Net income                                                                                                                $4500
Additions to cash
Depreciation    $500                                                                                        
Increase in Account Payables                                                                                $6500                                                                                 
Subtraction from Cash
Increase in Account Receivables                                                                          ($5,000)
Net Cash from Operating Activities                                                                       $6,500
Equipments                                                                                                              $3000
FINANCING ACTIVITIES n/a                                                                                                   
CASH FLOW FOR MONTH DEC 31, 2021                                                                 $9,500

The above cash flow statement shows variations in cash for a reporting period that ended on December 31, 2021. The opening balance of cash and cash equivalents was approximately $6500, as you’ll notice at the top of the statement.
During the Accounting period, operating activities generated a total of $6500. In investing activities no cash is spent on debt and equity financing activities.  At the bottom of the cash flow statement, the final balance of cash and cash equivalents at the end of the year is 9500.

The sections of a cash flow statement

The cash flow statement comprises three statements that show us different ways cash can enter or leave the business. 

Cash flow from operating activities

Cash flow from operating activities is money earned or spent in the course of regular business activity. These activities may include purchasing and selling inventory and supplies, as well as paying employees’ salaries.  Other types of inflows and outflows, such as investments, debts, and dividends, are excluded. 

Cash Flow from Investing Activities 

Cash flow from investing activities is the amount of money earned or spent on investments made by your company, such as purchasing equipment or investing in other businesses. Cash spent on property, plant, and equipment is also included in this section. This is the section where analysts look for changes in capital expenditures (Capex).

Cash flow from financing activities

Cash flow from financing activities is cash earned or spent while financing your business with loans, lines of credit, or shareholder’s equity. It is a measure of cash flow between a company, its owners, and its creditors, and it is typically derived from debt or equity.
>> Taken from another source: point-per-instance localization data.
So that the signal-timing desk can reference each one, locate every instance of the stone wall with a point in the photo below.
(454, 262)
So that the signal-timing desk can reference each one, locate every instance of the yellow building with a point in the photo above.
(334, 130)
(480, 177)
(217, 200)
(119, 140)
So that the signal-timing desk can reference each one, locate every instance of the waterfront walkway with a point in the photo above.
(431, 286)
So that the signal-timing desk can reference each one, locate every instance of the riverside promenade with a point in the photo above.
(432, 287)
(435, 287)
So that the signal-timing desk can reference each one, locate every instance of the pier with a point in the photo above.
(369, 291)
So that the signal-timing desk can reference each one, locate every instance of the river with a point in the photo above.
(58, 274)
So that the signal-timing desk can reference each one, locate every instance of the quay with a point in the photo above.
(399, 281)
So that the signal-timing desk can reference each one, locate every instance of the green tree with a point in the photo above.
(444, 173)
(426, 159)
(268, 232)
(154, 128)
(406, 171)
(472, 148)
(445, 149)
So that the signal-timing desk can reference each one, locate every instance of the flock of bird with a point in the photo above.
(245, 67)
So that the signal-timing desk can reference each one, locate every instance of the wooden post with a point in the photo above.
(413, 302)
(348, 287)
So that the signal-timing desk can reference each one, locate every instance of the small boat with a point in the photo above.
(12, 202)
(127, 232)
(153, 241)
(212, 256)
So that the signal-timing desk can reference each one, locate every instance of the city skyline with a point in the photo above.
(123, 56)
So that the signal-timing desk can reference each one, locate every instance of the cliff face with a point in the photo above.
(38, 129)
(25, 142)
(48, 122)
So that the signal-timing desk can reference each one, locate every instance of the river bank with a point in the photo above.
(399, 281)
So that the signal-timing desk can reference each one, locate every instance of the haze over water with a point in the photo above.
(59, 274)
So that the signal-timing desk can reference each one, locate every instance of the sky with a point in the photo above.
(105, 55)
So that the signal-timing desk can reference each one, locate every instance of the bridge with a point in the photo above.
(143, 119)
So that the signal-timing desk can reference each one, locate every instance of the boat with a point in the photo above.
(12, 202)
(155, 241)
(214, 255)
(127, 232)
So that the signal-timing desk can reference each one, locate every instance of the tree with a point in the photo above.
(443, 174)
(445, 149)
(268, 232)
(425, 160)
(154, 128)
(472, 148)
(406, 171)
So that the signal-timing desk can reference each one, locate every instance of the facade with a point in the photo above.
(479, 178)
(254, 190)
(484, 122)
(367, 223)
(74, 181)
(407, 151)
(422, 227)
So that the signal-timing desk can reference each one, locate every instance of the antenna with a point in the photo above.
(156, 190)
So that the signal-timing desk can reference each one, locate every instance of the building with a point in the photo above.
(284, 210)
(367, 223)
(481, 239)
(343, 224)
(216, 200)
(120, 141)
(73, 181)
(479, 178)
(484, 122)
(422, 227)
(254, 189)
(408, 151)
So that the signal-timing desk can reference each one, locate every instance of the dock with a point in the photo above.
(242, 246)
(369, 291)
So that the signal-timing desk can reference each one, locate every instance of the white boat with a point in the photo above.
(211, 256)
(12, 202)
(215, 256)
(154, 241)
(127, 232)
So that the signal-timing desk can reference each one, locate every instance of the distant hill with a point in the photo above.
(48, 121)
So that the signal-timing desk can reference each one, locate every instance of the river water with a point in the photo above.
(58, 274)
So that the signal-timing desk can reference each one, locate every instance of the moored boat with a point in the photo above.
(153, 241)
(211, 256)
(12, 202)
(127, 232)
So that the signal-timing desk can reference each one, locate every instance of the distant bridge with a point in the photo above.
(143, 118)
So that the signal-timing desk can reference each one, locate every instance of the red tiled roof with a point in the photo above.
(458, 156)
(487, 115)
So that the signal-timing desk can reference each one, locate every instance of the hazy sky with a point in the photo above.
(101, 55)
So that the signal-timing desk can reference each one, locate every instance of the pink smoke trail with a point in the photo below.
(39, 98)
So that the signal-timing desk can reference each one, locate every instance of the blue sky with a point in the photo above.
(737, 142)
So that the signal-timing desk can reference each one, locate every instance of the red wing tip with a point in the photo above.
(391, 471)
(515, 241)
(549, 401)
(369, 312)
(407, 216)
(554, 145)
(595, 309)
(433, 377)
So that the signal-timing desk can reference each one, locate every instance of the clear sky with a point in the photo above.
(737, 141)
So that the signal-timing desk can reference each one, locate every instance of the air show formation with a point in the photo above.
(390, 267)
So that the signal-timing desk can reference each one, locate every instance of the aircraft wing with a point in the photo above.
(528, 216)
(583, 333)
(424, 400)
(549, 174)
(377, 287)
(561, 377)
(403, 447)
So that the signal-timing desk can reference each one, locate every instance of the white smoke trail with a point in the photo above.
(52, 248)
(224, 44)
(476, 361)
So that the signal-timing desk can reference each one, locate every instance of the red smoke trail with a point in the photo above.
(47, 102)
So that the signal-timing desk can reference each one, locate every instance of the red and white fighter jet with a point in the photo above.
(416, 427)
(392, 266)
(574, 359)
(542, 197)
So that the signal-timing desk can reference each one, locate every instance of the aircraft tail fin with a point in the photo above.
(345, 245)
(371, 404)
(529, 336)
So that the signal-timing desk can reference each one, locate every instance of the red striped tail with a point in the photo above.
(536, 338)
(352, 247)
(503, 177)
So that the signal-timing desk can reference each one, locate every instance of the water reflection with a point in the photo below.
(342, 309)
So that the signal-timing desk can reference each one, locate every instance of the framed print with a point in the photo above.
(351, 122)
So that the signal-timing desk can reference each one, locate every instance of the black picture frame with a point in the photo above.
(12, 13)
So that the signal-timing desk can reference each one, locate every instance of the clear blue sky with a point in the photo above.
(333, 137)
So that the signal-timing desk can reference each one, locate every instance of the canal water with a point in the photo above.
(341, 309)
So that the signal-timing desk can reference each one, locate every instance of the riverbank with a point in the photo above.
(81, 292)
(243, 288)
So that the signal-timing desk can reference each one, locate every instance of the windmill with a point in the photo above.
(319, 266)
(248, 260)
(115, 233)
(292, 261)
The cash flows from the financing section are used by analysts to determine how much money the company has paid out.

What information does cash flow provide?

  • The cash flows statement provides a more detailed picture of what happens to a company’s cash during an accounting period.
  • Cash flow statements are used by business owners, managers, and other stakeholders to better understand the value and overall health of their companies and to guide financial decision-making.
  • Cash flow statement show changes in assets, liabilities, and equity as cash outflows, cash inflows, and cash held. These three activities are the core of any business management.
  • Cash flow statements can be used to generate cash flow projections, allowing you to forecast how much liquidity your company will have in the future. This is critical when developing long-term business plans.


Each financial statement has its own purpose and provides specific information, but together they are the most powerful tool and provide all the financial information.